Based on both the Magill Estate near Adelaide, where the label grows Shiraz, and the Barossa Valley, where the company’s nearly 1700 acres grow a range of Cabernet Sauvignon and Shiraz, as well as Mataro, Grenache, Semillon, Chardonnay and Sangiovese, Penfolds is another of Australia’s oldest wineries. The vinery was founded in 1844 by Dr. Christopher Rawson Penfold, an English doctor who arrived in Australia with vine cuttings from southern France, convinced that wine brought important medical benefits. Today, the company, now owned by Treasury Wine Estates, produces 1.4 million cases a year.

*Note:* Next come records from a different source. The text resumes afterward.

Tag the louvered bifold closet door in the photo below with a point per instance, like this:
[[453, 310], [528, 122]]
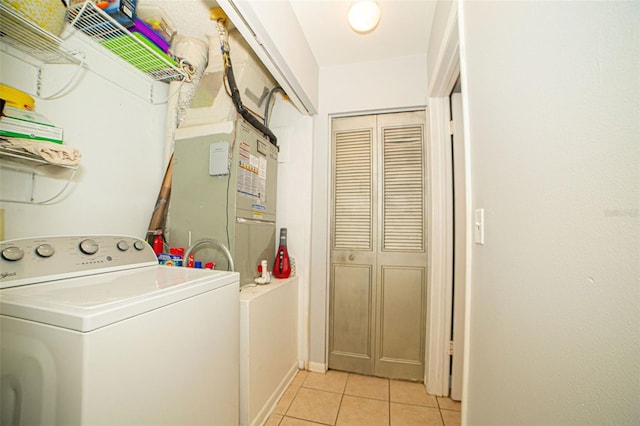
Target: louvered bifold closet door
[[401, 280], [403, 190], [351, 317], [378, 261]]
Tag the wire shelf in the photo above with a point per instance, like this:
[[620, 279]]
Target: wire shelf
[[101, 28], [27, 37], [28, 158]]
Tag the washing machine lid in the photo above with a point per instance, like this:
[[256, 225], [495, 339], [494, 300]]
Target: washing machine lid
[[88, 303]]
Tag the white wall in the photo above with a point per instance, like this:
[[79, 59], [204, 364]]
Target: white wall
[[293, 209], [395, 83], [552, 101], [120, 137]]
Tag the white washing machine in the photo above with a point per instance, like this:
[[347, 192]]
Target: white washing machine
[[94, 332]]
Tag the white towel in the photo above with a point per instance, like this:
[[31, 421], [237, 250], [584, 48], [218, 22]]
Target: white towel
[[53, 153]]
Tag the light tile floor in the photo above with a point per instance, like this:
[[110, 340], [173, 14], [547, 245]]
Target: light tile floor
[[343, 399]]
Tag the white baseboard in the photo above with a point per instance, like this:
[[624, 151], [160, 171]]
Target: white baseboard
[[317, 367]]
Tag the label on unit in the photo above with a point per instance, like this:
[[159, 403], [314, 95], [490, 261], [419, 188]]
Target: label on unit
[[219, 159]]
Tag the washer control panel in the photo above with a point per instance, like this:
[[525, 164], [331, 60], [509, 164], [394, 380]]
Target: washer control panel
[[34, 260]]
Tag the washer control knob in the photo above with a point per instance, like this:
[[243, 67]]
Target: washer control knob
[[45, 250], [88, 246], [12, 253]]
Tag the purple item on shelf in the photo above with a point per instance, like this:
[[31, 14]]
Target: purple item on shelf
[[141, 27]]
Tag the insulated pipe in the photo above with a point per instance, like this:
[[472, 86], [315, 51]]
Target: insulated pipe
[[237, 101]]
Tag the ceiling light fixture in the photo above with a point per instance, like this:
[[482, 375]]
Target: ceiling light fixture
[[364, 15]]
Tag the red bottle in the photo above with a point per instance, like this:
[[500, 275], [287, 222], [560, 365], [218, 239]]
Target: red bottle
[[281, 267]]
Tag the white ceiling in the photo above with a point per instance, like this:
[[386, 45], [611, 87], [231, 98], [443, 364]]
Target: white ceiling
[[403, 30]]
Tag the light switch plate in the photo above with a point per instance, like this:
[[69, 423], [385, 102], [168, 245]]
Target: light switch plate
[[478, 226]]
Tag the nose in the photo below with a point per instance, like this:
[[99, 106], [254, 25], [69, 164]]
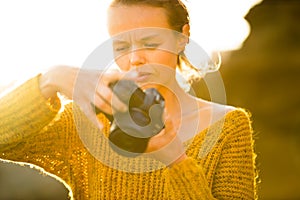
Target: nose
[[137, 58]]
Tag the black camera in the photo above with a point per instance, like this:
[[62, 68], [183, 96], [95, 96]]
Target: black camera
[[130, 131]]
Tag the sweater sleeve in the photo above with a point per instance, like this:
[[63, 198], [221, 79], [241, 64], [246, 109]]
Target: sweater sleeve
[[233, 176], [24, 112], [187, 180]]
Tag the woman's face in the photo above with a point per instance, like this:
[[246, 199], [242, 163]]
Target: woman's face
[[144, 41]]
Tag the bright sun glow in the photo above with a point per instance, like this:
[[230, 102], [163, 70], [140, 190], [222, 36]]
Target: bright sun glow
[[36, 35]]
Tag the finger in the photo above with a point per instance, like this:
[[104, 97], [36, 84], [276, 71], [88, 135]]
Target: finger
[[113, 76]]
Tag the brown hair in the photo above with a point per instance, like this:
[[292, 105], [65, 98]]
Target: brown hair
[[177, 16]]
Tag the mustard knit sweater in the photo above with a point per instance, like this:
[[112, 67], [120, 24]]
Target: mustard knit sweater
[[33, 131]]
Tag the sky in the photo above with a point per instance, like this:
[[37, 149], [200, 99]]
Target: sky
[[36, 35]]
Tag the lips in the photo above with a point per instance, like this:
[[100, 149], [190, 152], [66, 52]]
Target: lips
[[143, 76]]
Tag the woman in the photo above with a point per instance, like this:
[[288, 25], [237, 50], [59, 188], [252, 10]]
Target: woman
[[191, 158]]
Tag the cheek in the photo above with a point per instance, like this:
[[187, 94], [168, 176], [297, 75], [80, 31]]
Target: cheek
[[166, 58], [123, 63]]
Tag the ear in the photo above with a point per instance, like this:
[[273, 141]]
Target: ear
[[183, 39]]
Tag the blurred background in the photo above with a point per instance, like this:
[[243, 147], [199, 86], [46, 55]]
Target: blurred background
[[264, 77]]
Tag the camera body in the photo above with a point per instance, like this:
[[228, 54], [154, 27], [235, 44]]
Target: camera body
[[130, 131]]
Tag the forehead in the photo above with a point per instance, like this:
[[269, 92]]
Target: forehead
[[126, 18], [145, 35]]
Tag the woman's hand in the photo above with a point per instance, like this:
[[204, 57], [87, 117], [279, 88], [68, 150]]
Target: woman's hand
[[166, 146], [83, 87]]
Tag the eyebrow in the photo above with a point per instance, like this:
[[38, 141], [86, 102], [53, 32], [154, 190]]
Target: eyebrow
[[120, 41]]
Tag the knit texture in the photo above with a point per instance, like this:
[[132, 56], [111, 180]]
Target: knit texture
[[220, 164]]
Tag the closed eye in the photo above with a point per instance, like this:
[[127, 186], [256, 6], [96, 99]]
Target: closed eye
[[151, 45]]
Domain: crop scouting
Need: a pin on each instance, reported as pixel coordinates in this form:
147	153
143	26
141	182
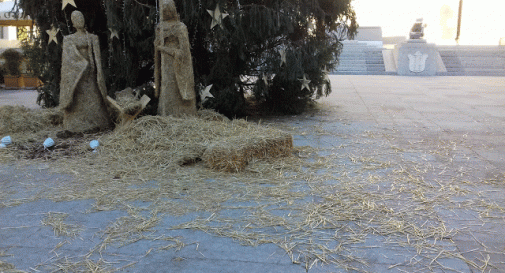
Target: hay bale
207	114
17	119
234	153
164	143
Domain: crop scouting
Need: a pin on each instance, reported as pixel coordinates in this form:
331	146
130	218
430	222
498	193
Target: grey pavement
27	98
425	154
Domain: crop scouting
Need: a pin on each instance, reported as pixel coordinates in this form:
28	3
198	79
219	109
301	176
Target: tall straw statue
82	87
173	73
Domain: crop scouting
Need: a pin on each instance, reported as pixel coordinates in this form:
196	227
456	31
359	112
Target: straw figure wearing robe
82	86
173	73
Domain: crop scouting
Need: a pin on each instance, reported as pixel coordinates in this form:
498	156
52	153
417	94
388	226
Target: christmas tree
278	51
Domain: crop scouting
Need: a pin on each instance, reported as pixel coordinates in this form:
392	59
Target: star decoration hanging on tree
67	2
325	73
217	17
305	82
113	33
52	35
283	56
206	93
265	79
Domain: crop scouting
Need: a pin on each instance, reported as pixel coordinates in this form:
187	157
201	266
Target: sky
483	21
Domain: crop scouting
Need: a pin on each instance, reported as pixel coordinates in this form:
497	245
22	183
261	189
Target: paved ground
27	98
428	151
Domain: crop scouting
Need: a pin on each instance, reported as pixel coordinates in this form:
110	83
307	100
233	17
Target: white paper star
206	93
52	35
283	56
265	79
113	33
66	2
217	17
305	82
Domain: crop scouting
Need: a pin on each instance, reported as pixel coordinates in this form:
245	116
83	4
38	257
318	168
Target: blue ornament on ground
94	144
48	143
6	141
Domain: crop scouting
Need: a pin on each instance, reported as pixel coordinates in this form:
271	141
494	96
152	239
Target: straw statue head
77	19
168	11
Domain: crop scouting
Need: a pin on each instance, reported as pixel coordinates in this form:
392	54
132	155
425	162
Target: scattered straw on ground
331	205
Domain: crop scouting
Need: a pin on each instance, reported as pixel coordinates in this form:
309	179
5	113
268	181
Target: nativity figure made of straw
173	73
82	87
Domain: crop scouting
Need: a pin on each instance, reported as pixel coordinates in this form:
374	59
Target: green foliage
13	60
234	56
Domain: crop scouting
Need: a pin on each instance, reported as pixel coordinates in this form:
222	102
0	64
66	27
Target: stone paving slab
441	124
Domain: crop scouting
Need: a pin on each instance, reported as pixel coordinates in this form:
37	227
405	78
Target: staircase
473	60
359	58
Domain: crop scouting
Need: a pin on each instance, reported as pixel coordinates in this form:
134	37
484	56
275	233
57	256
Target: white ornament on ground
7	140
113	33
67	2
325	73
94	144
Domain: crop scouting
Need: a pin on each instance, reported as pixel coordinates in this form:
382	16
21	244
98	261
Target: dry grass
328	205
56	221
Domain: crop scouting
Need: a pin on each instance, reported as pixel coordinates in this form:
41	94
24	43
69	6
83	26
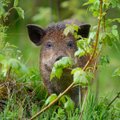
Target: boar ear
84	30
35	33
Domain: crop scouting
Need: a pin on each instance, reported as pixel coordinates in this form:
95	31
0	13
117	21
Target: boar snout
59	57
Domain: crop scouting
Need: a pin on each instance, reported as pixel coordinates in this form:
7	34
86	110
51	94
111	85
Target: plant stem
94	52
117	96
53	102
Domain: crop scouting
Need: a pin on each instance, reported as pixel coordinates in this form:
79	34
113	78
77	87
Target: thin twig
94	52
117	96
83	105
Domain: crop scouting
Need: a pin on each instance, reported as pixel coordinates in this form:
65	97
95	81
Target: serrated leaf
15	3
69	105
67	102
79	76
56	73
70	28
51	98
20	12
116	72
58	67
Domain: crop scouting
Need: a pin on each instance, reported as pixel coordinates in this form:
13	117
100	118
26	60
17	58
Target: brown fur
59	47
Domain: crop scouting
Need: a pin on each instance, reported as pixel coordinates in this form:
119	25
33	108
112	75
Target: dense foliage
22	93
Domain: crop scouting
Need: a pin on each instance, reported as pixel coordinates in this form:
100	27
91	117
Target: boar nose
58	58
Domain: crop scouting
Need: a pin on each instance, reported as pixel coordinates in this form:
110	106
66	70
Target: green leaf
70	28
20	12
15	3
104	60
56	73
84	47
51	98
79	76
116	73
58	67
69	105
67	102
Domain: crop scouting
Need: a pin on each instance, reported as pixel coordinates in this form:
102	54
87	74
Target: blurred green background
44	12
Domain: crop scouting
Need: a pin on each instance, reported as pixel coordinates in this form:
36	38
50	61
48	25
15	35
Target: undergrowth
22	93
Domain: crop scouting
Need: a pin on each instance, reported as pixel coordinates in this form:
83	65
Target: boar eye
70	44
49	45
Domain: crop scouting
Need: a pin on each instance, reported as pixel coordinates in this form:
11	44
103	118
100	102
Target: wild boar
54	46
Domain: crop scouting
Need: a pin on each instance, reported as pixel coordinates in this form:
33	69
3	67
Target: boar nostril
58	58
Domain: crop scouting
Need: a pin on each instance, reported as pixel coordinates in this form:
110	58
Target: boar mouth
48	68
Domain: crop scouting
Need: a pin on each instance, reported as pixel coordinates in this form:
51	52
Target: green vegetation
22	93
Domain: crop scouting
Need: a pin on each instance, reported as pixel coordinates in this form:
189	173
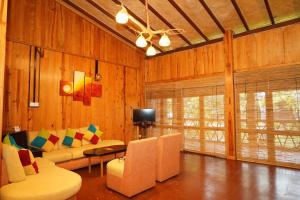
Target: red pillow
28	162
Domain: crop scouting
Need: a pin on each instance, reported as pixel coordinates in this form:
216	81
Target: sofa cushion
28	162
92	134
60	155
73	138
116	167
44	163
51	183
8	139
13	164
45	140
61	134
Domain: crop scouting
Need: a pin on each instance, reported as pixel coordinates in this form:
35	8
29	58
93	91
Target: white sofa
72	158
51	182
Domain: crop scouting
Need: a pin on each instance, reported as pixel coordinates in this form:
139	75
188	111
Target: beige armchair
137	172
168	156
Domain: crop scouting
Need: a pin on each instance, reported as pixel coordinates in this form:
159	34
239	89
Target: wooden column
3	15
229	96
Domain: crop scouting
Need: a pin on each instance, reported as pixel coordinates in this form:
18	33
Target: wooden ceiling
204	21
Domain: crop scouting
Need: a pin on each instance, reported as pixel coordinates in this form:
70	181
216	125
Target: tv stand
143	130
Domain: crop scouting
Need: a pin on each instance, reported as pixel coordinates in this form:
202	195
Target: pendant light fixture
164	41
141	41
151	51
123	17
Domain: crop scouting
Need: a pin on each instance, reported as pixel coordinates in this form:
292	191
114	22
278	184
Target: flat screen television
143	115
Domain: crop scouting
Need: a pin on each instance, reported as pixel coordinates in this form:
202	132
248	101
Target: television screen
143	115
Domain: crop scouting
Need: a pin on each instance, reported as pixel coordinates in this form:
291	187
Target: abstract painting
82	88
66	88
78	86
87	91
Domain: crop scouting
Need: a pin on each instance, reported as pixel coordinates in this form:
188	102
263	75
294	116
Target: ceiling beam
77	8
211	14
190	21
98	7
269	11
165	21
238	10
281	24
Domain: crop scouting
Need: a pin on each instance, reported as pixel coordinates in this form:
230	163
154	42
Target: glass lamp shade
141	42
164	41
150	51
122	16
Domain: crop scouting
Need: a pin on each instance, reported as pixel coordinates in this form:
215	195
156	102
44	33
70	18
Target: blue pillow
68	141
8	139
38	142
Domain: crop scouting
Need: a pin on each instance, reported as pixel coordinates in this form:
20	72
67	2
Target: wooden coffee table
102	151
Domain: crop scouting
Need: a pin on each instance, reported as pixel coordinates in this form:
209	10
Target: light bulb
150	51
141	41
164	41
122	16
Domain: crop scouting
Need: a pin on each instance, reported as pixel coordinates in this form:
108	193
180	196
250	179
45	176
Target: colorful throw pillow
92	134
45	140
73	138
9	140
28	162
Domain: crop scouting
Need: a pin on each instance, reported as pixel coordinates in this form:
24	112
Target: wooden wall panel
272	48
210	59
48	24
269	47
291	36
55	111
16	86
50	101
132	91
191	63
3	19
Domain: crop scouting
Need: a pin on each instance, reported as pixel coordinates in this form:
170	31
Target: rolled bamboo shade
268	116
193	107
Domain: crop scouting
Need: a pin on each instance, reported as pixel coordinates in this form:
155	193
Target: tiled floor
204	177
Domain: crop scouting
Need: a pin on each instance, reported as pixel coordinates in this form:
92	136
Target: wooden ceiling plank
238	10
269	11
165	21
281	24
188	19
77	8
211	14
98	7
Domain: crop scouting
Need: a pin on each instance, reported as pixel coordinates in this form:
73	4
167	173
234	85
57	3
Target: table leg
101	167
90	163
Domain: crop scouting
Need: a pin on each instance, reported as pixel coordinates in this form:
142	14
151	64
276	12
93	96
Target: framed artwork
87	91
79	78
66	88
96	90
82	88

Established as late as 1969, Rosemount represents one of Australia’s new labels — and the kind of revolution that has affected New World wines in the last decades. Based in the Hunter Valley and South Australia, and like Penfolds, owned by Treasury Wine Estates, the label is now the second biggest selling Australian wine in the United States. Rosemount is best known for its innovation. In 2007, the company released its O label — a range of wines designed to be served over ice.
In 2009, Hardys Wines was named the most powerful Australian wine brand for the fourth year in a row. The company was founded in 1854 when English immigrant Thomas Hardy planted his first vineyard — mostly Shiraz and Grenache — on the banks of the River Torrens. The company now distributes its wines around the world, with six labels sold in the United States including a range of Nottage Hill made up of Cabernet Sauvignon, Chardonnay, Merlot, Pinot Noir and Shiraz wines. Alix Hardy’s return to the company after working in the wine business in Europe marks the sixth generation of Hardys in the winery.